X linked infantile spinal muscular atrophy XL-SMA is characterized by congenital hypotonia and areflexia an evidence of degeneration and loss of anterior horn cells (i.e., lower motor neurons) in the spinal cord and brain stem. Life span is shortened because of progressive ventilatory insufficiency resulting from chest muscle involvement. Diagnosis of XL-SMA is based on clinical findings – evidence of degeneration and loss of anterior horn cells (lower motor neurons) in the spinal cord; normal SMN1 molecular genetic testing; and family history consistent with X-linked inheritance. UBA1 is the only gene currently known to be associated with XL-SMA. Carrier females have a 50% chance of transmitting the disease-causing mutation with each pregnancy. Males who inherit the mutation will be affected; females who inherit the mutation will be carriers and will usually not be affected. Affected males do not reproduce. Carrier testing for family members at risk and prenatal testing for at-risk pregnancies are available if the UBA1 mutation has been identified in the family. http://www.ncbi.nlm.nih.gov/books/NBK2594/
Danleywolfe (talk) 18:02, 27 November 2014 (UTC)[reply]
@Danleywolfe: Sorry you seem to be confusing different X-linked disorders. The X-linked SMA associated with UBA1 is called X-linked spinal muscular atrophy type 2 (SMAX2) or arthrogryposis multiplex congenita – X-linked type 1 (AMCX1). This article is about SMAX1, or SBMA. OMIM is a good place to look as it keeps things up to date. Besides, if you need a MEDRS for SBMA being called XL-SMA, see here [1].
I am not sure about your suggestion of replacing spinal and bulbar muscular atrophy with Kennedy's disease.

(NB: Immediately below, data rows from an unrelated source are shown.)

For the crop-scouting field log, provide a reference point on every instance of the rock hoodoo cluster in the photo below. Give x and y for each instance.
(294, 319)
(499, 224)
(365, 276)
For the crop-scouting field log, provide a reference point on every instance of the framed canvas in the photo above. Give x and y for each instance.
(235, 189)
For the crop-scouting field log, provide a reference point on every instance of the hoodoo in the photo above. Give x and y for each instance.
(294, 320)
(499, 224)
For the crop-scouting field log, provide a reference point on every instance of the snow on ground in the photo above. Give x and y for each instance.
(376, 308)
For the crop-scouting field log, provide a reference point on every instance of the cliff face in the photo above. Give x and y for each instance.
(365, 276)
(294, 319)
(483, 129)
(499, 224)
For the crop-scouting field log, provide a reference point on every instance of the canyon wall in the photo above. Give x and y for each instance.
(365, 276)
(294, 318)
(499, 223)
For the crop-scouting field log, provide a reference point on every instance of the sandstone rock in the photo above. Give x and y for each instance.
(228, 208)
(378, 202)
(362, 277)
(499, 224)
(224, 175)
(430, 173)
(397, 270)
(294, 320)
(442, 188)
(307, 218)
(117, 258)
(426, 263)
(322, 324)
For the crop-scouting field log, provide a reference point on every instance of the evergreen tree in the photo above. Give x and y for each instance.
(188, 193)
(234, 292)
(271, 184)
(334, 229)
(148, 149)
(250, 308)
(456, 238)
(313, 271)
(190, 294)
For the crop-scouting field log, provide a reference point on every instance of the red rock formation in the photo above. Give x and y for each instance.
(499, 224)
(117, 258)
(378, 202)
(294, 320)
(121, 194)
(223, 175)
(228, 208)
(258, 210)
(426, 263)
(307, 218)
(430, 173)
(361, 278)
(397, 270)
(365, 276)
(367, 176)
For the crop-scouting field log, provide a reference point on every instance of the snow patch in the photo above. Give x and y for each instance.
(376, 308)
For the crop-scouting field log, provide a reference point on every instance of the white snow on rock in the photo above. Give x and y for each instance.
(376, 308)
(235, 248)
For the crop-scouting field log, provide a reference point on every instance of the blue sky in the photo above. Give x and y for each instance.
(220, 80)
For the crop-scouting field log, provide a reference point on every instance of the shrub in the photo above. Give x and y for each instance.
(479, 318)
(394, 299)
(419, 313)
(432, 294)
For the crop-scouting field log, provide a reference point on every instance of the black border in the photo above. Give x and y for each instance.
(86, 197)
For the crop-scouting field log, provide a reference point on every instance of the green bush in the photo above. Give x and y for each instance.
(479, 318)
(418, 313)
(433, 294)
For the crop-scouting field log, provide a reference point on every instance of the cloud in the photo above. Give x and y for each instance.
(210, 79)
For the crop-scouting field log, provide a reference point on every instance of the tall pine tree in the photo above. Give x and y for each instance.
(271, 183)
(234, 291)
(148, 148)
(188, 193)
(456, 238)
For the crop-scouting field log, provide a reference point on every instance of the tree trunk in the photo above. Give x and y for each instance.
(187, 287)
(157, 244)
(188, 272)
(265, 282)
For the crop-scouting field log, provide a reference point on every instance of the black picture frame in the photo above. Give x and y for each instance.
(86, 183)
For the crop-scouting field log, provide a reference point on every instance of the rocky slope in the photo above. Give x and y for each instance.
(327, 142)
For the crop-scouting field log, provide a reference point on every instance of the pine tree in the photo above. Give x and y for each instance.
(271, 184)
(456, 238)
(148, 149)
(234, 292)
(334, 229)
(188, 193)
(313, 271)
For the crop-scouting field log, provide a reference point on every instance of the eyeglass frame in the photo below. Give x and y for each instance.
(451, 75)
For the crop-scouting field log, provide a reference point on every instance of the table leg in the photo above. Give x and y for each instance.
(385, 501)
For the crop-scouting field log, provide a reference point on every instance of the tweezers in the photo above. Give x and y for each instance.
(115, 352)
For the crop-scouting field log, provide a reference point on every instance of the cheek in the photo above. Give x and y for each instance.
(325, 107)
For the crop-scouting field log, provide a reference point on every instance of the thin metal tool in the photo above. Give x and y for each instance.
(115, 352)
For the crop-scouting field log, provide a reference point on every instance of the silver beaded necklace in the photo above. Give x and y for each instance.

We need to use WP:COMMONNAME. Google results are similar for both terms, but PubMed lists 396 publications with "spinal and bulbar muscular atrophy" in title [2] against only 192 for "Kennedy's disease" in title [3]. Additionally, there are 101 results for "spinobulbar muscular atrophy" and 48 for "bulbospinal muscular atrophy". Considering both terms equal, I am tempted to leave it the way it is.
By the way, would you be able to WP:INDENT replies in the discussion? Thanks! kashmiri TALK 02:18, 24 October 2015 (UTC)[reply]

Substantial revision of SBMA page[edit]

The current article has a C quality rating and has multiple issues.

  1. Poor organization -- some major heading cover major sections, other major headings cover only one sentence.
  2. Some of the information on the page is not accurate. (Babinski response, diagnositic method)
  3. Major focus on clinical trials that were not successful.
  4. Limited description of natural history of SBMA or symptoms of concern to SBMA patients.

I am starting on a long-term effort to improve the quality of this page and will be encouraging others with an interest in SBMA to also contribute.

Rcborden2 (talk) 23:10, 27 December 2022 (UTC)[reply]

yes it does have some issues--Ozzie10aaaa (talk) 00:42, 28 December 2022 (UTC)[reply]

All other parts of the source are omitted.